The work of the lab-external safety research community can also impact policy and public opinion; the safety teams at scaling labs are not their only audience. For example, capability evaluations and model organisms work both have the potential to have at least as big an impact on policy as they do on technical safety work happening inside labs.
We can fund nonprofits and companies which directly interface with AI companies in a consulting-like manner (e.g. red-teaming consultants); I expect an increasing fraction of our opportunities to look like this.
Academics and other external safety researchers we fund now can end up joining scaling labs later (as e.g. Ethan Perez and Collin Burns did), to implement ideas that they developed on the outside; I think this is likely to happen more and more.
Some research directions benefit less than others from access to cutting edge models.

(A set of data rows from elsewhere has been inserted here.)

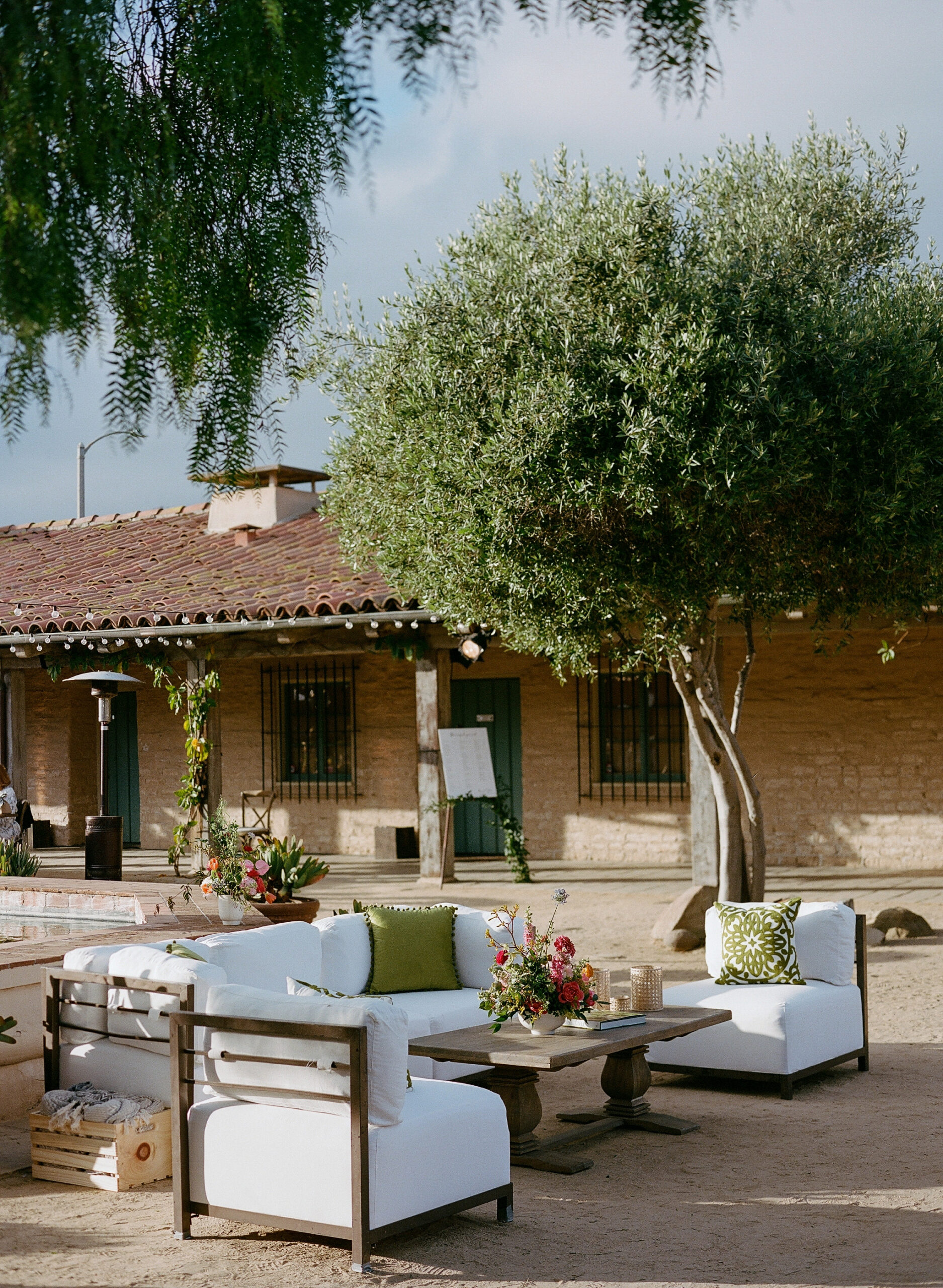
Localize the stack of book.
[563,1006,645,1032]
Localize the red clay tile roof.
[0,502,407,631]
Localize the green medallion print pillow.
[714,899,805,984]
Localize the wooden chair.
[239,791,277,836]
[170,1011,512,1272]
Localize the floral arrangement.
[200,801,260,904]
[478,889,596,1032]
[200,801,331,904]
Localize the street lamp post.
[76,429,124,519]
[64,671,140,881]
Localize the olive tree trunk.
[668,623,766,900]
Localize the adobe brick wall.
[724,626,943,868]
[16,628,943,868]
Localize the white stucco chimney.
[197,465,330,532]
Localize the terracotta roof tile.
[0,502,402,631]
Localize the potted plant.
[252,836,331,921]
[200,801,258,926]
[478,889,596,1037]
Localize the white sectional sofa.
[648,902,868,1100]
[46,908,511,1270]
[46,908,502,1101]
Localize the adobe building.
[0,466,943,874]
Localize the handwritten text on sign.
[439,729,497,797]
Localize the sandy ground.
[0,872,943,1288]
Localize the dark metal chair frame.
[170,1011,514,1272]
[648,913,868,1100]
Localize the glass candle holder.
[631,966,665,1011]
[591,969,610,1006]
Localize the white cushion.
[59,1038,214,1105]
[317,912,370,993]
[648,979,865,1076]
[206,984,408,1125]
[108,944,225,1056]
[190,1079,510,1229]
[443,904,525,984]
[193,921,322,993]
[59,944,136,1045]
[704,900,854,984]
[395,988,488,1039]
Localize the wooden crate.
[30,1109,173,1190]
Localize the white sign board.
[439,729,497,796]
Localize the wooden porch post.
[416,649,455,879]
[3,670,30,801]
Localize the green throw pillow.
[363,906,461,993]
[714,899,805,984]
[163,939,206,962]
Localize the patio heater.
[64,671,140,881]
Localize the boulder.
[652,886,718,952]
[662,930,704,953]
[875,908,933,939]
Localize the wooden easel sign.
[439,729,497,890]
[439,729,497,800]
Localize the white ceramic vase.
[216,894,246,926]
[518,1012,563,1038]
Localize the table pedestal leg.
[488,1061,592,1176]
[557,1047,700,1136]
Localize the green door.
[452,679,525,854]
[108,693,140,845]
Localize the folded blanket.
[36,1082,167,1132]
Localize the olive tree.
[309,127,943,898]
[0,0,737,471]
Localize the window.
[262,662,357,800]
[577,658,685,802]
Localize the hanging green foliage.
[149,661,219,877]
[0,0,736,471]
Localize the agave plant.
[0,836,40,877]
[252,836,331,903]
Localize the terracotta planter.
[252,899,321,921]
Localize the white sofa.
[169,984,512,1271]
[46,907,504,1101]
[648,902,868,1100]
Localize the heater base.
[85,814,125,881]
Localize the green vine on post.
[147,661,219,877]
[429,778,532,885]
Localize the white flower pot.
[518,1012,563,1038]
[216,894,246,926]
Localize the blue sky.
[0,0,943,524]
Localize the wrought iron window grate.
[260,660,358,800]
[576,656,685,803]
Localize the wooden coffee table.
[410,1006,730,1175]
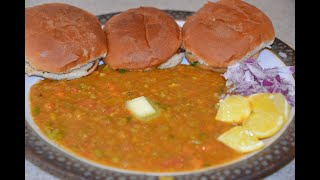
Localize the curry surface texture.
[30,65,241,172]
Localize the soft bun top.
[104,7,181,70]
[182,0,275,68]
[25,3,107,73]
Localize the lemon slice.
[273,93,291,122]
[218,126,264,153]
[216,95,251,124]
[243,111,284,139]
[248,93,290,122]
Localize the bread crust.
[182,0,275,69]
[25,3,107,74]
[103,7,181,71]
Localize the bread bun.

For example, it seems like there’s a lot of interpretability work that can be done on very small models, whereas scalable oversight work seems harder to do without quite smart models.
Disclaimer: I joined OP two weeks ago in the Program Associate role on the Technical AI Safety team. I’m leaving some comments describing questions I wanted to know to assess whether I should take the job (which, obviously, I ended up doing).
Is it way easier for researchers to do AI safety research within AI scaling labs (due to: more capable/diverse AI models, easier access to them (i.e. no rate limits/usage caps), better infra for running experiments, maybe some network effects from the other researchers at those labs, not having to deal with all the logistical hassle that comes from being a professor/independent researcher)?
Does this imply that the research ecosystem OP is funding (which is ~all external to these labs) isn’t that important/cutting-edge for AI safety?
I think this is definitely a real dynamic, but a lot of EAs seem to exaggerate it a lot in their minds and inappropriately round the impact of external research down to 0. Here are a few scattered points on this topic:
Third party researchers can influence the research that happens at labs through the normal diffusion process by which all research influences all other research. There’s definitely some barrier to research insight diffusing from academia to companies (and e.g. it’s unfortunately common for an academic project to have no impact on company practice because it just wasn’t developed with the right practical constraints in mind), but it still happens all the time (and some types of research, e.g. benchmarks, are especially easy to port over). If third party research can influence lab practice to a substantial degree, then funding third party research just straightforwardly increases the total amount of useful research happening, since labs can’t hire everyone who could do useful work.
It will increasingly be possible to do good (non-interpretability) research on large models through APIs provided by labs, and Open Phil could help facilitate that and increase the rate at which it happens. We can also help facilitate greater compute budgets and engineering support.
The work of the lab-external safety research community can also impact policy and public opinion; the safety teams at scaling labs are not their only audience. For example, capability evaluations and model organisms work both have the potential to have at least as big an impact on policy as they do on technical safety work happening inside labs.
We can fund nonprofits and companies which directly interface with AI companies in a consulting-like manner (e.g. red-teaming consultants); I expect an increasing fraction of our opportunities to look like this.
Academics and other external safety researchers we fund now can end up joining scaling labs later (as e.g. Ethan Perez and Collin Burns did), to implement ideas that they developed on the outside; I think this is likely to happen more and more.
Some research directions benefit less than others from access to cutting edge models. For example, it seems like there’s a lot of interpretability work that can be done on very small models, whereas scalable oversight work seems harder to do without quite smart models.